To avoid the danger of the locals coming after Yoke again, the launch dropped Phil at a deserted private dock rather than at the main Neiafu dock. Phil waved as the launch sped out to the big Tongan Navy ship floating in the harbor. Little Yoke. Maybe he should have insisted on sticking with her. But Phil knew he wasn’t good at arguing. Oh well.

Phil strolled up to the main road and turned right. He passed a few locals. They all smiled and nodded, recognizing him, but there was nothing like the excitement of yesterday. Evidently everyone knew that although Yoke was the Queen of the Alla, he was only her Prince Consort. Nothing special.

Phil was intrigued by the thin black pigs he saw everywhere. All of the Tongans’ houses were dirty on the outside from the pigs rubbing themselves on the walls. He tried to pet one or two of the pigs, but they were extremely wary. And some had tusks.

As he continued to walk, the houses gave way to trees and fields. In one field he noticed a hut as primitive as any he’d ever imagined—what the Tongans called a ” fale.” It had palm-trunk posts holding up a roof of palm fronds. The walls were woven matting, with a big gap in place of a door. Sitting on the ground in front of the house were the loveliest people Phil had ever seen, a man and a woman, the woman with a baby at her breast, the three of them looking supremely content. They noticed Phil, but didn’t bother to wave. The Edenic family made Phil think of Adam and Eve. Would it really be a step forward for them to have an alla?

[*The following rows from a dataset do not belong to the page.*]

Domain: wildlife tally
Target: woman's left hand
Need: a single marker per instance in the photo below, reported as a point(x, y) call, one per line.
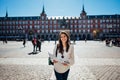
point(65, 64)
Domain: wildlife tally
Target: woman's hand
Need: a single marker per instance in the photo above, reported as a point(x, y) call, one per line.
point(54, 61)
point(65, 64)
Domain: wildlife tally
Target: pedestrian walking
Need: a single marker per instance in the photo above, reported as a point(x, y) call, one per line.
point(39, 44)
point(34, 42)
point(24, 42)
point(64, 56)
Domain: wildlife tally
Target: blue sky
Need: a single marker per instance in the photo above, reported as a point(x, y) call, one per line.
point(58, 7)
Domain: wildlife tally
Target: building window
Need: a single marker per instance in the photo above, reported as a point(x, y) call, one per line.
point(30, 26)
point(79, 21)
point(42, 26)
point(96, 21)
point(50, 31)
point(42, 31)
point(88, 21)
point(79, 30)
point(79, 26)
point(46, 31)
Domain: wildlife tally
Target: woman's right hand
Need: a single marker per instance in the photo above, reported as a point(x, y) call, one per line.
point(55, 61)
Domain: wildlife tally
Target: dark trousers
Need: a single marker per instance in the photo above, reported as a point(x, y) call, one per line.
point(61, 76)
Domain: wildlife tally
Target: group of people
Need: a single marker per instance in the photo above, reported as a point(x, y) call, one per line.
point(36, 44)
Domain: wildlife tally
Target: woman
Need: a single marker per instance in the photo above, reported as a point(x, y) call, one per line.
point(64, 56)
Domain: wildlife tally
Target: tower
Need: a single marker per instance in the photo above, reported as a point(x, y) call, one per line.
point(43, 14)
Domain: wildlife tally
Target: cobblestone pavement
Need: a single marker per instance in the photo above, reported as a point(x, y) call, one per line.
point(93, 61)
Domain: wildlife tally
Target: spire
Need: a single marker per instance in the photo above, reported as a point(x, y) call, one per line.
point(83, 10)
point(43, 11)
point(6, 13)
point(83, 13)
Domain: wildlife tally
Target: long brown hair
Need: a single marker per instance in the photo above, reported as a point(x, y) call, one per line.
point(60, 45)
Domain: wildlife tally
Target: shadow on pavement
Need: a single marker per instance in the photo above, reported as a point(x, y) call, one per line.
point(32, 53)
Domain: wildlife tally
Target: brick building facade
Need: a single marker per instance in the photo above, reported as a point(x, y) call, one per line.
point(81, 27)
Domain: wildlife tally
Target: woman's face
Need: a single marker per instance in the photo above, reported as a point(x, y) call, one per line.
point(63, 38)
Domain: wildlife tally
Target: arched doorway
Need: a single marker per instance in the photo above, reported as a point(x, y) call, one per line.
point(30, 34)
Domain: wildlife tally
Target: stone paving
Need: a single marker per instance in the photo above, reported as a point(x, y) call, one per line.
point(93, 61)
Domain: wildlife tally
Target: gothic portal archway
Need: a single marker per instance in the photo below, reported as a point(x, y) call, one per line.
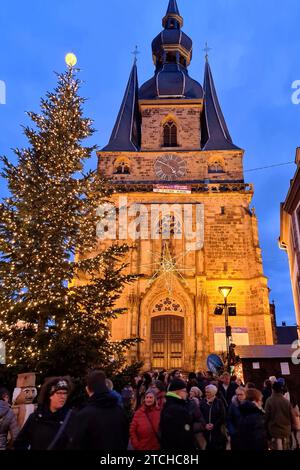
point(167, 335)
point(167, 342)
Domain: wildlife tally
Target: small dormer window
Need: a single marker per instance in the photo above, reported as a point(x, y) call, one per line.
point(170, 134)
point(171, 58)
point(215, 167)
point(122, 167)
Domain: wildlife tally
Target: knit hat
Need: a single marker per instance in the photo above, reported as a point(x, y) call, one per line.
point(176, 385)
point(212, 388)
point(152, 391)
point(60, 384)
point(159, 385)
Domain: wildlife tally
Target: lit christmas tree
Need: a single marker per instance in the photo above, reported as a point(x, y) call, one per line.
point(46, 224)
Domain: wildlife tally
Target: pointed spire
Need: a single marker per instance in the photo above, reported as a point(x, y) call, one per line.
point(215, 134)
point(173, 8)
point(173, 12)
point(127, 131)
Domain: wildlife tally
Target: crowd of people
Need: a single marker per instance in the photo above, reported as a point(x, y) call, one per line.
point(157, 411)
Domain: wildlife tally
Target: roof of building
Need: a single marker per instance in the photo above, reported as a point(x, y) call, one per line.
point(173, 8)
point(127, 130)
point(172, 52)
point(286, 334)
point(172, 81)
point(265, 352)
point(172, 12)
point(215, 134)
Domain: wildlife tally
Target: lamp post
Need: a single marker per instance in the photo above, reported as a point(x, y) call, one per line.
point(225, 291)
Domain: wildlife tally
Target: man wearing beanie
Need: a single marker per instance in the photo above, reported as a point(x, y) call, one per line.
point(176, 423)
point(102, 425)
point(279, 418)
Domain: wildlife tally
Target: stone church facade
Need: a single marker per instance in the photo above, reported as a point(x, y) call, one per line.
point(170, 153)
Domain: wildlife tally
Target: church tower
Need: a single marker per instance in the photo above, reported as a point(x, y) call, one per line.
point(186, 211)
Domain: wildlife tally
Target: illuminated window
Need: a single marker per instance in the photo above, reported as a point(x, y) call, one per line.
point(215, 167)
point(170, 134)
point(122, 167)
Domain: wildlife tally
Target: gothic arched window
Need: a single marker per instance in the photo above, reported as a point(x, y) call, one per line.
point(169, 226)
point(215, 167)
point(170, 134)
point(122, 167)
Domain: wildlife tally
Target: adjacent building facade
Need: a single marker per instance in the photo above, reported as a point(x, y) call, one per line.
point(290, 233)
point(180, 188)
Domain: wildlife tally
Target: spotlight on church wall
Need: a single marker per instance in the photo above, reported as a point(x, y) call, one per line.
point(232, 311)
point(218, 310)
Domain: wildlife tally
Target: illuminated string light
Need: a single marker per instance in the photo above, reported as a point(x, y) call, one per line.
point(51, 215)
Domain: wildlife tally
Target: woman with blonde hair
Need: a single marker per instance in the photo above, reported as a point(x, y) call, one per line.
point(144, 429)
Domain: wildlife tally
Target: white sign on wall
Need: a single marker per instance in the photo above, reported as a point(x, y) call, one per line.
point(240, 337)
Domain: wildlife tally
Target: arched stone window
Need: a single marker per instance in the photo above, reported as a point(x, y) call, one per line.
point(169, 225)
point(122, 166)
point(216, 166)
point(167, 305)
point(170, 134)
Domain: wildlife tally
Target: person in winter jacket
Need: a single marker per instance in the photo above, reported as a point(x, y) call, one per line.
point(213, 412)
point(267, 391)
point(102, 424)
point(4, 395)
point(279, 417)
point(144, 429)
point(8, 425)
point(252, 432)
point(160, 390)
point(227, 389)
point(43, 429)
point(176, 423)
point(234, 416)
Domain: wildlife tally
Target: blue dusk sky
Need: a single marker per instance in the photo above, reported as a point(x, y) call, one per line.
point(254, 59)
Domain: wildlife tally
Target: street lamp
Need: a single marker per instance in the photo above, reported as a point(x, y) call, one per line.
point(225, 291)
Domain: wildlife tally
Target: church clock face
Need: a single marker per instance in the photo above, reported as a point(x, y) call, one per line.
point(170, 167)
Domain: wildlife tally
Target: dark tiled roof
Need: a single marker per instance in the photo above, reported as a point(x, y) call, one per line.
point(215, 134)
point(173, 8)
point(265, 352)
point(126, 134)
point(171, 37)
point(172, 81)
point(286, 334)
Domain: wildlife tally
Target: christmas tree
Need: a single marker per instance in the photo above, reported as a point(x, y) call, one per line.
point(48, 236)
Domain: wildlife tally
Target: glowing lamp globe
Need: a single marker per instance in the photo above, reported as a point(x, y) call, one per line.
point(225, 291)
point(71, 59)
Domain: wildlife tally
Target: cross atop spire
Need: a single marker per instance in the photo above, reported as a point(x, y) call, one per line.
point(206, 50)
point(136, 52)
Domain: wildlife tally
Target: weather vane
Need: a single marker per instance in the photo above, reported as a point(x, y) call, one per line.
point(136, 52)
point(206, 50)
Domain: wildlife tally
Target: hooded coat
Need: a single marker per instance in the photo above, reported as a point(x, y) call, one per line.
point(144, 429)
point(8, 424)
point(252, 431)
point(101, 425)
point(176, 425)
point(214, 413)
point(41, 428)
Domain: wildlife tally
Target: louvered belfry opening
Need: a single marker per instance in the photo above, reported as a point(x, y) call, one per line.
point(170, 134)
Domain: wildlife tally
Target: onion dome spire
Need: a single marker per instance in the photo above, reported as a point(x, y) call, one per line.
point(172, 16)
point(126, 135)
point(215, 133)
point(172, 53)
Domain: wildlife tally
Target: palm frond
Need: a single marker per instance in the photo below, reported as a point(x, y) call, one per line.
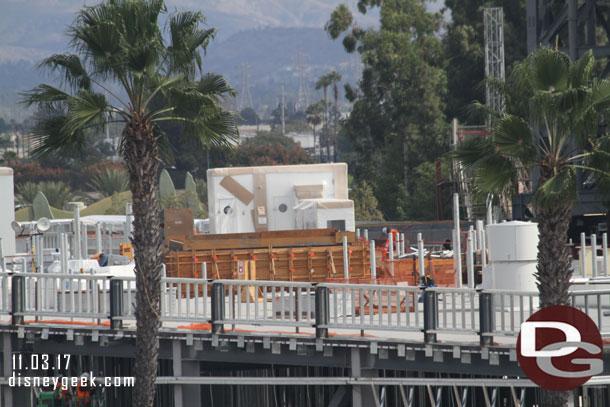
point(561, 187)
point(513, 137)
point(70, 69)
point(44, 94)
point(581, 70)
point(549, 70)
point(86, 109)
point(215, 84)
point(49, 137)
point(186, 40)
point(600, 97)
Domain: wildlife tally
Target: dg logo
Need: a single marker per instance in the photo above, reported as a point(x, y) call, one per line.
point(560, 348)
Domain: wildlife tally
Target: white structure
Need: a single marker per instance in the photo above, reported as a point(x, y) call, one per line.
point(7, 209)
point(513, 253)
point(324, 213)
point(253, 199)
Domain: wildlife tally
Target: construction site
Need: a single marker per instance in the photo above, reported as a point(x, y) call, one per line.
point(282, 297)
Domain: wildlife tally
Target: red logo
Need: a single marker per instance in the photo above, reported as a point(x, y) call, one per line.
point(560, 348)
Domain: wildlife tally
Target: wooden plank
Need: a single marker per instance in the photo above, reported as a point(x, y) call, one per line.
point(294, 241)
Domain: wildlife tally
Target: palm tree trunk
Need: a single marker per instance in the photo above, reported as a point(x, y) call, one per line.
point(326, 124)
point(554, 271)
point(554, 268)
point(335, 114)
point(141, 156)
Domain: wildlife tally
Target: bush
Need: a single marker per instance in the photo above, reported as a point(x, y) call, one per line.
point(33, 172)
point(109, 181)
point(83, 176)
point(57, 193)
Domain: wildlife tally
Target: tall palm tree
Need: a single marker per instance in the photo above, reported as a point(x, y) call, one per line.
point(314, 117)
point(554, 107)
point(124, 70)
point(334, 79)
point(324, 83)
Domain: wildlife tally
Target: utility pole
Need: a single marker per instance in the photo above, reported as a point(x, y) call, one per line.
point(245, 99)
point(301, 96)
point(283, 114)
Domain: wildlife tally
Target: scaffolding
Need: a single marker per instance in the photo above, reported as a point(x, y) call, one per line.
point(245, 99)
point(494, 55)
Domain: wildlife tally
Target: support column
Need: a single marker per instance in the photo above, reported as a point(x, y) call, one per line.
point(531, 16)
point(177, 368)
point(7, 351)
point(362, 396)
point(76, 254)
point(572, 29)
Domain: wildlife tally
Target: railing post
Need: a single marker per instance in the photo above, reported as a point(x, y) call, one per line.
point(322, 296)
point(605, 253)
point(583, 251)
point(486, 318)
point(218, 307)
point(420, 257)
point(373, 259)
point(116, 304)
point(593, 255)
point(18, 299)
point(430, 315)
point(345, 259)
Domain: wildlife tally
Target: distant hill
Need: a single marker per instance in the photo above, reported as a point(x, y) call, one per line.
point(271, 56)
point(251, 31)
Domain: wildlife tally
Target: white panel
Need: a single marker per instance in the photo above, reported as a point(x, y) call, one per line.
point(7, 209)
point(513, 241)
point(282, 213)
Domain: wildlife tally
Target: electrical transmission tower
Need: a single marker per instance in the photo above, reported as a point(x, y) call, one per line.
point(494, 69)
point(494, 54)
point(245, 99)
point(573, 26)
point(302, 101)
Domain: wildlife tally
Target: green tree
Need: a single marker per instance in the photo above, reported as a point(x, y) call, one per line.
point(249, 116)
point(397, 120)
point(365, 203)
point(160, 79)
point(324, 83)
point(334, 79)
point(26, 192)
point(109, 182)
point(464, 42)
point(314, 114)
point(57, 193)
point(556, 136)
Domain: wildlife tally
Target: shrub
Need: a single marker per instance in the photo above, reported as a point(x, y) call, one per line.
point(109, 181)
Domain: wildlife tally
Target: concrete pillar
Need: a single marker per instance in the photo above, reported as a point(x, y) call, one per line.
point(177, 367)
point(362, 396)
point(77, 232)
point(457, 246)
point(7, 391)
point(184, 394)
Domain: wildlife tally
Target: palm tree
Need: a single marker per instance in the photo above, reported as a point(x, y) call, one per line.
point(554, 107)
point(335, 78)
point(109, 182)
point(160, 78)
point(314, 113)
point(324, 82)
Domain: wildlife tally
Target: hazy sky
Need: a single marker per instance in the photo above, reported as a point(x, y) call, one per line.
point(30, 29)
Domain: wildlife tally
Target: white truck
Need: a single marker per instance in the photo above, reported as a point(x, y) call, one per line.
point(253, 199)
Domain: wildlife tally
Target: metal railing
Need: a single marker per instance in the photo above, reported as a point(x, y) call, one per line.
point(323, 306)
point(596, 304)
point(364, 306)
point(457, 309)
point(268, 303)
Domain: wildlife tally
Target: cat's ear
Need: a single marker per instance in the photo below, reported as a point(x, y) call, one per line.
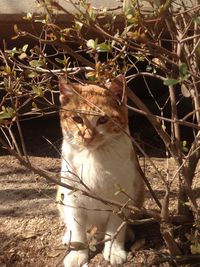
point(118, 87)
point(66, 90)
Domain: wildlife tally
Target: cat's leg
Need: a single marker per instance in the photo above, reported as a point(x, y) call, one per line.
point(75, 237)
point(114, 250)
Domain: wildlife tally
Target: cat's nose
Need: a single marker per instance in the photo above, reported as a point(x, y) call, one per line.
point(88, 135)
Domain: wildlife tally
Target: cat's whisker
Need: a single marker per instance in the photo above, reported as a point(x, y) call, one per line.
point(99, 163)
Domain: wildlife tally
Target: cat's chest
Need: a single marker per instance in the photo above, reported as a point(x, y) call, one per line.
point(103, 170)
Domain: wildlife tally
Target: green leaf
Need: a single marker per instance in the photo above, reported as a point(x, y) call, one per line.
point(183, 70)
point(31, 74)
point(6, 113)
point(37, 63)
point(92, 44)
point(171, 81)
point(38, 90)
point(103, 47)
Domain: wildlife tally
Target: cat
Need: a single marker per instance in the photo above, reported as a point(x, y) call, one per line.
point(98, 157)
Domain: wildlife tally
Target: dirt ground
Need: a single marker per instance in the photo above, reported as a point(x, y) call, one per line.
point(30, 227)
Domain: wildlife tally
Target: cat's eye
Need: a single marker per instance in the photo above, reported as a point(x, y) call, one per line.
point(102, 120)
point(77, 119)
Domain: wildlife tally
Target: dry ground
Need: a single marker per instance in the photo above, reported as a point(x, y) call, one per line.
point(30, 227)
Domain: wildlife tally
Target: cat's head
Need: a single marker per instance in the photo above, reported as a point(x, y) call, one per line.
point(90, 114)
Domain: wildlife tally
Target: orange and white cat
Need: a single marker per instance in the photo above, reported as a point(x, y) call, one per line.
point(97, 156)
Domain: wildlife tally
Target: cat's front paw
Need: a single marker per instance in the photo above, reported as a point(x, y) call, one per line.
point(76, 258)
point(115, 256)
point(66, 238)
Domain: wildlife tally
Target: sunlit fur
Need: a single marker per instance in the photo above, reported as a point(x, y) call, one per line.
point(91, 102)
point(98, 157)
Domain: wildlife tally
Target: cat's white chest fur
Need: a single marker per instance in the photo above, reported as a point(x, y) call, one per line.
point(103, 170)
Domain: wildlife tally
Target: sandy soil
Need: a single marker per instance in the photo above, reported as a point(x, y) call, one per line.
point(30, 227)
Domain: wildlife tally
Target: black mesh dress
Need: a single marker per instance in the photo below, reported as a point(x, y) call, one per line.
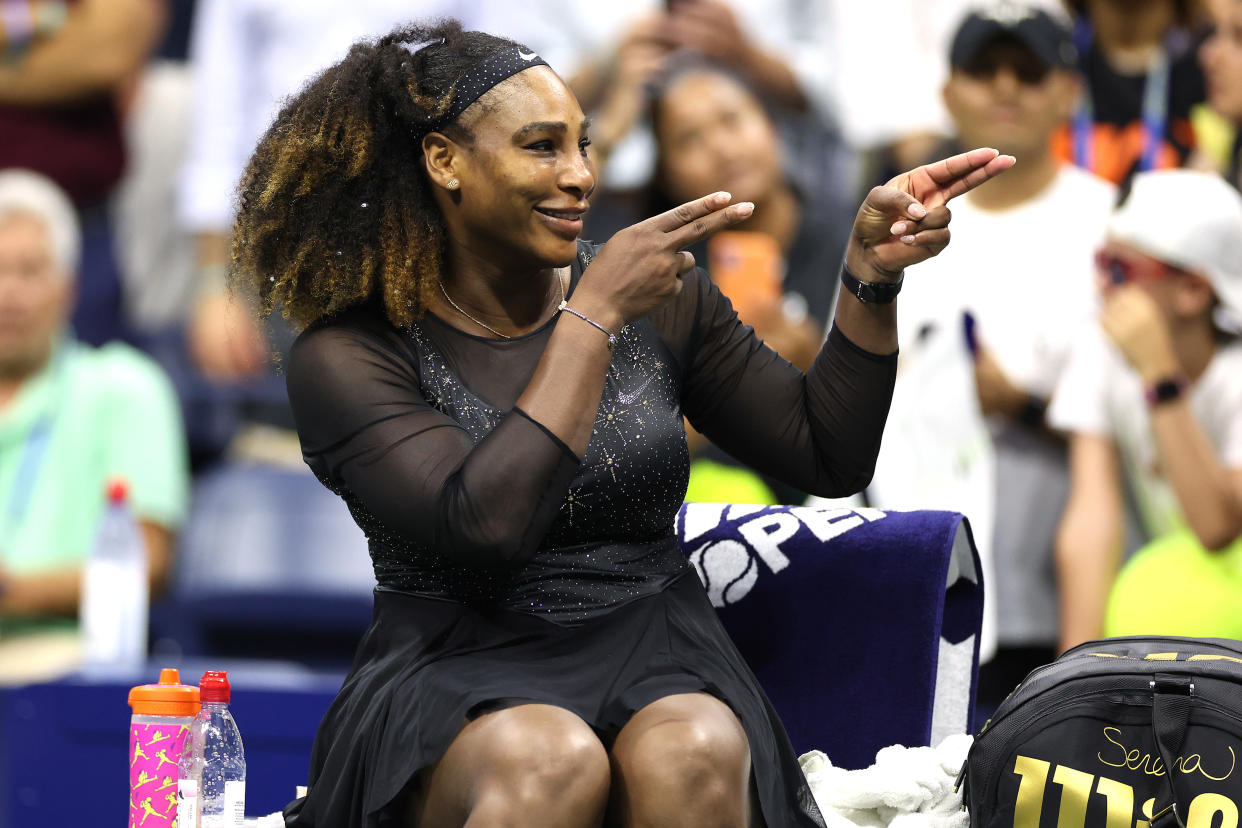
point(508, 569)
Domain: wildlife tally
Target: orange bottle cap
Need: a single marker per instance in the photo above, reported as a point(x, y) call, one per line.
point(169, 698)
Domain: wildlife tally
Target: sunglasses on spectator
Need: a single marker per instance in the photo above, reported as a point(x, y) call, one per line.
point(1028, 68)
point(1120, 270)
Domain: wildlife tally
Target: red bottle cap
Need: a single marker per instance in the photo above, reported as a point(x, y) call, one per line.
point(118, 490)
point(169, 698)
point(214, 687)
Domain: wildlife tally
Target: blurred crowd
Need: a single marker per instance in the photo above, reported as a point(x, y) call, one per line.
point(1071, 373)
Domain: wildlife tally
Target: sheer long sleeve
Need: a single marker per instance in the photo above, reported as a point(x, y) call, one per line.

He walked on and came to a field with a low wall around it. Within the enclosure were long mounds of gravel decorated with colorful patterns of pebbles and shells. The dimensions of the mounds and the faint odor of corruption told Phil this was a graveyard. A thin young woman with a pack of children was working on one of the graves; she was sweeping it with a stick broom and burning the rubbish in a small fire. Seeing Phil look at her, the woman made a gesture he hadn’t seen before. She held her hand palm up, slightly cupped, with the fingers stiff and outspread, and then flipped the hand down toward him, a bit as if sowing seed. The gesture definitely meant “go away” rather than “come here.” Could an alla have saved the life of the person whose grave she was tending? _But why bother? _thought Phil. There’s always more people, and everyone has to die.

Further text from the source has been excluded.